El Monstruo empató 1-1 ante los Coyotes como visitante y definirá el pase a la final en La Cueva
COSTA RICA --- En semifinales, no siempre gana el que pega primero.
A veces, el que sobrevive… termina ganando la serie.
Y eso fue exactamente lo que hizo Deportivo Saprissa este domingo en Liberia.
El 1-1 ante Municipal Liberia deja todo abierto para la vuelta en Tibás, pero también instala una sensación clara: el negocio fue morado.
Porque el contexto no era sencillo.
Sin Mariano Torres, sin Fidel Escobar y sin Luis Paradela, el equipo de Hernán Medford llegó golpeado a una cancha donde Liberia venía en alza y con confianza tras eliminar al campeón.
Y eso se notó de inmediato.
Liberia salió a imponer condiciones, a presionar alto, a aprovechar el momento… y lo consiguió rápido. Al minuto 8, Néstor Thobias Arévalo encontró espacio ante una defensa pasiva y sacó un remate cruzado que puso el 1-0.
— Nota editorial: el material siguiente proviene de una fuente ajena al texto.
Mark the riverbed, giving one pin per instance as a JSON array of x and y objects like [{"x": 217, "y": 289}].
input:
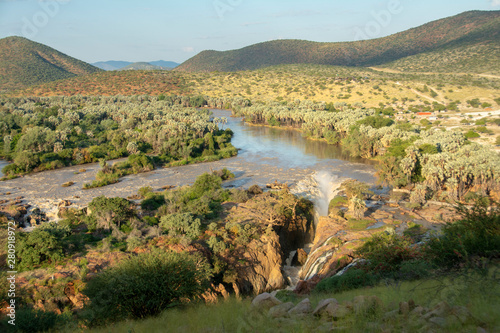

Era el escenario perfecto para el local.
Pero no lo liquidó y con Saprissa, eso suele pagarse.
Porque cuando no lo matás… crece.
Con el paso de los minutos, el equipo morado fue asentándose, equilibró el partido y empezó a competirlo desde otro lugar. Ya no desde la urgencia, sino desde la experiencia.
Medford entendió el momento.
Y movió el banco con una decisión que terminó marcando el partido: el ingreso de Ariel Rodríguez.
El delantero hizo lo que hacen los goleadores.
Aparecer cuando el equipo más lo necesita.
Al 64’, con olfato y ubicación, desvió una pelota dentro del área para poner el 1-1 y cambiar por completo el escenario de la serie.
El gol no solo empató el partido.
Le devolvió el control emocional a Saprissa.
Liberia volvió a intentarlo, empujó, buscó retomar la ventaja, pero ya no encontró los espacios ni la claridad del inicio. La visita se acomodó, resistió y entendió que el empate era un resultado que valía oro.
Porque en semifinales, los detalles pesan.
Y el cierre será en Tibás.
Saprissa se lleva un resultado que, por cómo llegó al partido, sabe a mucho más que un empate. Liberia, en cambio, deja la sensación de haber tenido el momento… y no haberlo aprovechado.
La serie queda abierta.
Pero con un matiz claro.
Ahora la presión cambia de lado.
Y todo se definirá en La Cueva.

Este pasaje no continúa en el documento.